18 de outubro de 2016

O impacto dos cruzeiros nas cidades que visitam

A indústria de cruzeiros tende a provocar respostas fortes, alguns a favor e – como se vê pelos recentes protestos em Veneza – outros, frontalmente, contra.
Por um lado, temos os devotos, que descrevem os cruzeiros que já fizeram, como a opção de férias preferida, que têm as suas linhas de cruzeiro, navios e, até, mesmo os seus capitães favoritos. Nada poderá dissuadir estes fãs ardorosos da sua viagem anual – alguns, dos quais, embarcam durante20 ou mais dias, por ano. Em 2014, a Cruise Lines International Association anunciou que dois terços dos passageiros eram repetentes. Por outro lado, muitas pessoas e organizações apresentam-se, ferozmente, contra a indústria, as suas políticas de emprego, o seu currículo na gestão ambiental, a opacidade dos seus regimes de tributação e o impacto do sobredimensionamento dos actuais navios nos seus portos de escala.
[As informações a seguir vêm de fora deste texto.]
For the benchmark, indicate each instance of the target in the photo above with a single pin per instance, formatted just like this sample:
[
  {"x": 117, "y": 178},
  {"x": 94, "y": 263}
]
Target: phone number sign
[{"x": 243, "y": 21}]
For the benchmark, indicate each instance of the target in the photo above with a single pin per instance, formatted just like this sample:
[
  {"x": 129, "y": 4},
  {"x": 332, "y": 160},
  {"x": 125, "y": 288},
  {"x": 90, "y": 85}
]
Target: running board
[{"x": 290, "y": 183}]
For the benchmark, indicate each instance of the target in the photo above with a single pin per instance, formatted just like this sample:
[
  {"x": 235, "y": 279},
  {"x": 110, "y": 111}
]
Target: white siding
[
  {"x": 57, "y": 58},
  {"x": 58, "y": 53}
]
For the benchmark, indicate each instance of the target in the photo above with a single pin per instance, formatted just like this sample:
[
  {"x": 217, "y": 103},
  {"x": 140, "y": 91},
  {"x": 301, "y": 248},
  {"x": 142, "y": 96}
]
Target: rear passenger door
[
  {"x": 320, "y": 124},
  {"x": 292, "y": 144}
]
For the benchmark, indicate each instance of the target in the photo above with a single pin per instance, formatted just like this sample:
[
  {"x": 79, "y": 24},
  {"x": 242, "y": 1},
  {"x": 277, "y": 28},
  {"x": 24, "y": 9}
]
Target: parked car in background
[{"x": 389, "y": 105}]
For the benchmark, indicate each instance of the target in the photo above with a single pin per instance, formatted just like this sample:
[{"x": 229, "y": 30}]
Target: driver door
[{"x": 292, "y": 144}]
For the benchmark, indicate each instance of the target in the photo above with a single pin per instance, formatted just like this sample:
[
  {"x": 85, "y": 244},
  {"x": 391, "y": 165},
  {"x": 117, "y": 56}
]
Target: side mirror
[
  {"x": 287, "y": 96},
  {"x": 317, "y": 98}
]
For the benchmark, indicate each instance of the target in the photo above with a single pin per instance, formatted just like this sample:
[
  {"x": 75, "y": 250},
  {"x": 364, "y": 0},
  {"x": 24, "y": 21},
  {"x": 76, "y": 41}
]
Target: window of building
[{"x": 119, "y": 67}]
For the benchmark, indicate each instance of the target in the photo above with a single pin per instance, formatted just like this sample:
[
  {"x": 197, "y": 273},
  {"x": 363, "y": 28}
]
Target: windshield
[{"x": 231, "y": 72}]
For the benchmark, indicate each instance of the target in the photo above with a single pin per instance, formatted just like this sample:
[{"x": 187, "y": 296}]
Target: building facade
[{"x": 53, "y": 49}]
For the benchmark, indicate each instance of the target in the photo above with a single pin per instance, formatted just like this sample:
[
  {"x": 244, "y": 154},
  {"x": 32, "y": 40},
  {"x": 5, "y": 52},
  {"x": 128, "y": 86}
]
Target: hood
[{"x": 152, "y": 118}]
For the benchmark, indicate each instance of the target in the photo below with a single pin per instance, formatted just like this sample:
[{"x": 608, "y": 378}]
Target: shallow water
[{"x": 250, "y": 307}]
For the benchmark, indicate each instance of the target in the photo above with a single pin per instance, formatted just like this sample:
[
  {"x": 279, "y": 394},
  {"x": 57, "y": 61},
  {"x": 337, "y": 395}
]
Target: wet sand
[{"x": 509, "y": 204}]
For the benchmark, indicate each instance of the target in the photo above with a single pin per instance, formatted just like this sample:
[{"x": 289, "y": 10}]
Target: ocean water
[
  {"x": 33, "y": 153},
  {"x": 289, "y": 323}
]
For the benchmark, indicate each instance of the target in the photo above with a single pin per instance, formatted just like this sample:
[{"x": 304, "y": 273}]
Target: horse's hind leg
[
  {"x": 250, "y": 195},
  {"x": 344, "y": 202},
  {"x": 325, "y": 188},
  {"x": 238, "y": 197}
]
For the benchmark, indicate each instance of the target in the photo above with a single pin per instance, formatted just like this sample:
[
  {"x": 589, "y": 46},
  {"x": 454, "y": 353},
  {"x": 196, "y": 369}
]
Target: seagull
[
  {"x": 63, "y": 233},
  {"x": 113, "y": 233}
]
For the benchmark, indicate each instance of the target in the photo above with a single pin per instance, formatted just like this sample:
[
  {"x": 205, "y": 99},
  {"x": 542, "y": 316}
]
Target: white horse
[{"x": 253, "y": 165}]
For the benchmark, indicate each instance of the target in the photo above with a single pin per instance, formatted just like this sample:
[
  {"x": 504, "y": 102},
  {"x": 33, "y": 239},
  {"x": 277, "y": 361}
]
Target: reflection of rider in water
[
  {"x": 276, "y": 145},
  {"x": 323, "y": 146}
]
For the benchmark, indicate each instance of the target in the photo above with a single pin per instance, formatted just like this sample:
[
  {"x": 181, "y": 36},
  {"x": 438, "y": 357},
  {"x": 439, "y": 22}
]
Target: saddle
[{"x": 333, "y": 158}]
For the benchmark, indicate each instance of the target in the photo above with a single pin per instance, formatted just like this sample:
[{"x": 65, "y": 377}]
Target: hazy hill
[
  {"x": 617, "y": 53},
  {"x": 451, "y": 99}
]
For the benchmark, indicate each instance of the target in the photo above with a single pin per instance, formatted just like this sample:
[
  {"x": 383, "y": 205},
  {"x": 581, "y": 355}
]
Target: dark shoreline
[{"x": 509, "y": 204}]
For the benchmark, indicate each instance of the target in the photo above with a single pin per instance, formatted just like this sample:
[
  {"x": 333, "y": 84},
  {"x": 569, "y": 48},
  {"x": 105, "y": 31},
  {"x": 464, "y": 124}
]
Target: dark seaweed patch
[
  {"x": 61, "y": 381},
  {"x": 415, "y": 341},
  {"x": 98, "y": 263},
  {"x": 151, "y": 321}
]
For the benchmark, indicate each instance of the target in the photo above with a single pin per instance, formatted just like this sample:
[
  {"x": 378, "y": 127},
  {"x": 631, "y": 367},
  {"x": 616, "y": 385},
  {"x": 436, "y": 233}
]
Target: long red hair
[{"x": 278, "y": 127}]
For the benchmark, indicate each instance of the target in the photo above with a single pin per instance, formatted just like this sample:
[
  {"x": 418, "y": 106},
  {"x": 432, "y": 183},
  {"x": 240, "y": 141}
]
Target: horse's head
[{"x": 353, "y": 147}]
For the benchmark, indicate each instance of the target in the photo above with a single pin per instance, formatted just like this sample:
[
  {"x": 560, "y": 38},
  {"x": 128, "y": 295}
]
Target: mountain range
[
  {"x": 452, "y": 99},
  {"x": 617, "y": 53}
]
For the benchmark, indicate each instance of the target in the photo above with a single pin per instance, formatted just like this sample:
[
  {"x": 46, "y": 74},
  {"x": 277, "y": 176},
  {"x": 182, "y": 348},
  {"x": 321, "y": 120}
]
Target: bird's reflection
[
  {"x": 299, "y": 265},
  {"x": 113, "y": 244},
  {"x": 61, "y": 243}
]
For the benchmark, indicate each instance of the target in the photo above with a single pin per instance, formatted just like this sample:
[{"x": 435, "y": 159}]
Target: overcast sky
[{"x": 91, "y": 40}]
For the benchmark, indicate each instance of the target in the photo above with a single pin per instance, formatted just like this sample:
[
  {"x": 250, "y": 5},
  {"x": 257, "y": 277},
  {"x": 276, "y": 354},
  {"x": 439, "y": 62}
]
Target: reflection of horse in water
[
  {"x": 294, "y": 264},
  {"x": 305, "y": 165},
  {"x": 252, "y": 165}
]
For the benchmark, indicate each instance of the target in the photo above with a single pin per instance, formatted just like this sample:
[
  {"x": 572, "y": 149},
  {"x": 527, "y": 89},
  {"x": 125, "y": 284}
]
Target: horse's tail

No recente protesto em Veneza, os moradores desceram até à água do canal, para protestarem contra os enormes navios de cruzeiro que entram na cidade, através do Grande Canal. Este protesto encerra muitas das críticas contra a indústria, especialmente as linhas com navios capazes de transportar 6.000, ou mais, passageiros e tripulantes.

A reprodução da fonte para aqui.